Le design est-il l'expression d'un art (d'une forme d'art) ? Le design peut, en tant qu'art, traduire une pensée autonome ou une vision qui touche l'intérieur profond du designer. Il s'agit d'imaginer un objet ou un concept à expérimenter. Nous pensons que le design ne doit pas seulement proposer de nouvelles perspectives, mais viser également la création d'une trajectoire ou d'une solution concrète, à adopter ou utiliser.
Le design est-il un artisanat avec un objectif industriel ? Nous pensons que le design doit s'adapter au lieu dans lequel il s'inscrit, et demeurer unique, notamment en cette période où nous nous efforçons de revaloriser notre identité et notre lieu d'appartenance. Nous interrogeons les processus industriels dans leur ensemble et nous explorons les nouvelles formes possibles de fabrication locale et décentralisée.

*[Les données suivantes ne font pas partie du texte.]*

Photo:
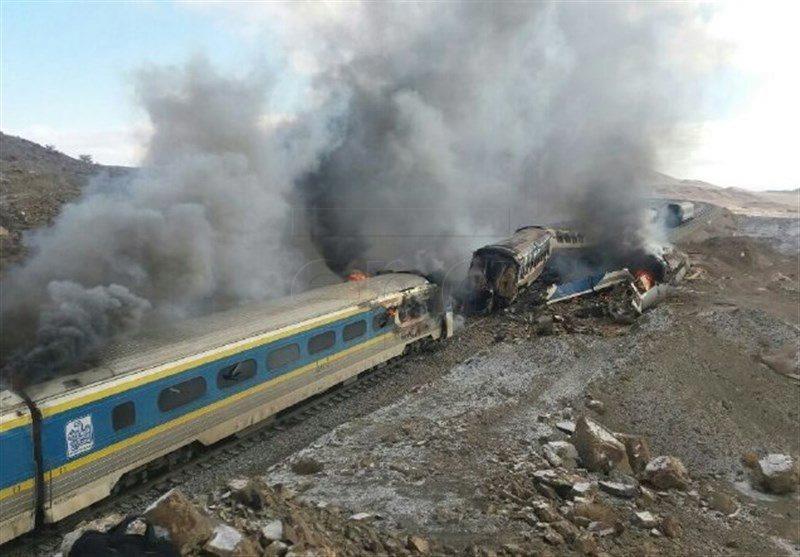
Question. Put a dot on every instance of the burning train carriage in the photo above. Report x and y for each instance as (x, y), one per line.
(498, 271)
(80, 436)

Quelles sont les limites du design ? La pensée et la créativité sont sans limites. Cependant, nous ne pouvons pas nier les limites auxquelles nous sommes aujourd'hui confrontés. Compte-tenu des défis mondiaux actuels, nous devons intégrer à notre réflexion les ressources sociales et environnementales disponibles et tâcher d'atteindre un équilibre.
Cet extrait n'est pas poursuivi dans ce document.